One field or frame of video can be used to generate a coded image . A frame is usually a complete image. When collecting video signals, if interlaced scanning (odd and even lines) is used, the scanned image is divided into two parts, and each part is called [ field ], according to the order atmosphere: [ top field ] And [ bottom field ].

the way Scope
Frame encoding method Images with little activity or still images should be used
Field coding Moving images with a lot of activity

Insert picture description here

4. I, P, B frames and pts/dts

Frame classification Chinese significance
I 帧 Intra-encoded frame, also known as intra picture The I frame represents the key frame, which you can understand as the complete preservation of this frame of picture; only this frame of data is needed for decoding (because it contains the complete picture).
P frame Forward predictive coding frame, also known as predictive-frame It represents the difference between this frame and the previous key frame (or P frame). When decoding, the difference defined by this frame needs to be superimposed on the previously buffered picture to generate the final picture. (That is, the difference frame, P frame does not have complete picture data, only data that is different from the picture of the previous frame)
B frame Bi-directional interpolated prediction frame, also known as bi-directional interpolated prediction frame The B frame uses the preceding I or P frame and the following P frame as reference frames to "find out" the predicted value and two motion vectors of a "point" in the B frame, and then take the prediction difference and the motion vector for transmission. The receiving end "finds (calculates)" the predicted value in the two reference frames according to the motion vector and sums it with the difference to obtain the "some point" sample value of the B frame, so that the complete B frame can be obtained. To decode a B frame, not only the previous buffered picture must be obtained, but also the decoded picture, and the final picture is obtained by superimposing the front and rear pictures with the data of the current frame. B-frame compression rate is high, but the CPU will be more tired when decoding

Features of I frame:
1. It is a full-frame compression coded frame. It performs JPEG compression encoding and transmission of the full frame image information;
2. The complete image can be reconstructed with only the data of the I frame when decoding ; 3. The
I frame describes the details of the image background and the moving subject; 4. The
I frame is not required Generated by referring to other pictures;
5.I frame is the reference frame of P frame and B frame (its quality directly affects the quality of subsequent frames in the same group);
6.I frame is the basic frame of the frame group GOP (the first frame ), there is only one I frame in a group;
7. I frame does not need to consider the motion vector;
8. The amount of information of the data occupied by the I frame is relatively large.
P frame features:
1. P frame is an encoded frame separated by 1 to 2 frames after I frame;
2. P frame uses motion compensation to transmit the difference between it and the previous I or P frame and the motion vector (prediction error);
3. During decoding, the predicted value in the I frame must be summed with the prediction error to reconstruct the complete P frame image;
4. P frames belong to the inter-frame coding of forward prediction.

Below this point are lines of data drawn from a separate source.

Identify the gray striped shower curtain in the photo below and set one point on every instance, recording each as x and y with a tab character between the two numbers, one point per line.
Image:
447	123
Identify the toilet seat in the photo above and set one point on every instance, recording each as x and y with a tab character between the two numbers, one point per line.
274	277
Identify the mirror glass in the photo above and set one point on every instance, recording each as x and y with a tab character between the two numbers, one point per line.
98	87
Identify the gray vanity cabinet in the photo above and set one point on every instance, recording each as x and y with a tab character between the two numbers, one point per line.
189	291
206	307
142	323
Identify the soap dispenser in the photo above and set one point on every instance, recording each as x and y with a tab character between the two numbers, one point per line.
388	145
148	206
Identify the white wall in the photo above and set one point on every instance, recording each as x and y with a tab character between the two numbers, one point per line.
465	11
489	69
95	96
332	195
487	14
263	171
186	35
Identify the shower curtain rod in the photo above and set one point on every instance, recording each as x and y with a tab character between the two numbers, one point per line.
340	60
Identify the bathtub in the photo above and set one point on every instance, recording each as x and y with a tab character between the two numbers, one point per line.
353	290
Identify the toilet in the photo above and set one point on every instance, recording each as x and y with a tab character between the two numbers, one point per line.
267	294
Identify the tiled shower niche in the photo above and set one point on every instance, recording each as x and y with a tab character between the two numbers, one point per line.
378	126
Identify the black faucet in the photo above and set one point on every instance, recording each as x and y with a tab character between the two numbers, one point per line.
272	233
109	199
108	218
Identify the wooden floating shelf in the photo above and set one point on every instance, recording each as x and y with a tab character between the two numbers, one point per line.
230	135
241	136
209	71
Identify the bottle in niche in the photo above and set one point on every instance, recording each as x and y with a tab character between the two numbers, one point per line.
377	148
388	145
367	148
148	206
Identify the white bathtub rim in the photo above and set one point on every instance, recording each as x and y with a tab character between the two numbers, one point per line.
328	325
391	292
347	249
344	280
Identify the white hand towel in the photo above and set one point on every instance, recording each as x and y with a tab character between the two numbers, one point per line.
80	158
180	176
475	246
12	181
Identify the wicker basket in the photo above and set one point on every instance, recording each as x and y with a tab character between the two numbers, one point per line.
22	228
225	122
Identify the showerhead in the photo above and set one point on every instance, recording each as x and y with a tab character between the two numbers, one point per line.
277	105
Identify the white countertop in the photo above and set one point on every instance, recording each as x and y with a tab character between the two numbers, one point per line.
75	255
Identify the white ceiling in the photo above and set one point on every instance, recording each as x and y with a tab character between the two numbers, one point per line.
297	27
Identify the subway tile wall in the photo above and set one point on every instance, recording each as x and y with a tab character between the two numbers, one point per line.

It only refers to the I frame or P frame
that is closest to it in front; 5.P frame can be the reference frame of the P frame behind it, or the reference frame of the B frame before and after it;
6.Because the P frame is a reference frame, it It may cause the spread of decoding errors;
7. Because it is a differential transmission, the compression of P frames is relatively high.
B frame characteristics 1. B frame
is predicted by the previous I or P frame and the following P frame; 2. The
B frame is transmitted by the prediction error between it and the previous I or P frame and the following P frame And motion vector;
3.B frame is a two-way predictive coding frame;
4.B frame has the highest compression ratio, because it only reflects the change of the moving subject between the reference frames of C, and the prediction is more accurate;
5.B frame is not a reference frame, it will not Cause the spread of decoding errors.

name significance
PTS(Presentation Time Stamp) PTS is mainly used to measure when the decoded video frame is displayed
DTS(Decode Time Stamp) DTS mainly identifies when the bit stream in the memory starts to be sent to the decoder for decoding

Insert picture description here
The difference between DTS and PTS: The
main user video of DTS is decoded and used in the decoding stage. PTS is mainly used for video synchronization and output, and is used in display. The output sequence is the same when there is no B frame.

5. GOP
GOP is a group of pictures, and a GOP is a group of continuous pictures. A GOP is formed between two I frames. If there is a B frame, the last frame of a GOP must be P.
GOP generally has two numbers, such as M=3, N=12. M specifies the distance between an I frame and a P frame, and N specifies the distance between two I frames. So the current GOP structure is

I BBP BBP BBP BB I

Enlarging the picture group can effectively reduce the volume of the encoded video, but it will also reduce the video quality. As for the choice, it depends on the needs.

6.
The first image in a sequence of IDR is called IDR image (immediate refresh image), and IDR images are all I-frame images.
Both I and IDR frames use intra prediction. The I frame does not need to refer to any frame, but the subsequent P and B frames may refer to the frame before the I frame. IDR does not allow this.
For example, in this case:
IDR1 P4 B2 B3 P7 B5 B6 I10 B8 B9 P13 B11 B12 P16 B14 B15 where B8 can cross I10 to refer to P7

Core function:
H.264 introduces IDR image to resynchronize the decoding. When the decoder decodes the IDR image, it immediately clears the reference frame queue, outputs or discards all the decoded data, searches for the parameter set again, and starts a new one. the sequence of. In this way, if there is a major error in the previous sequence, you can get a chance to resynchronize here. The image after the IDR image will never be decoded using the data of the image before the IDR.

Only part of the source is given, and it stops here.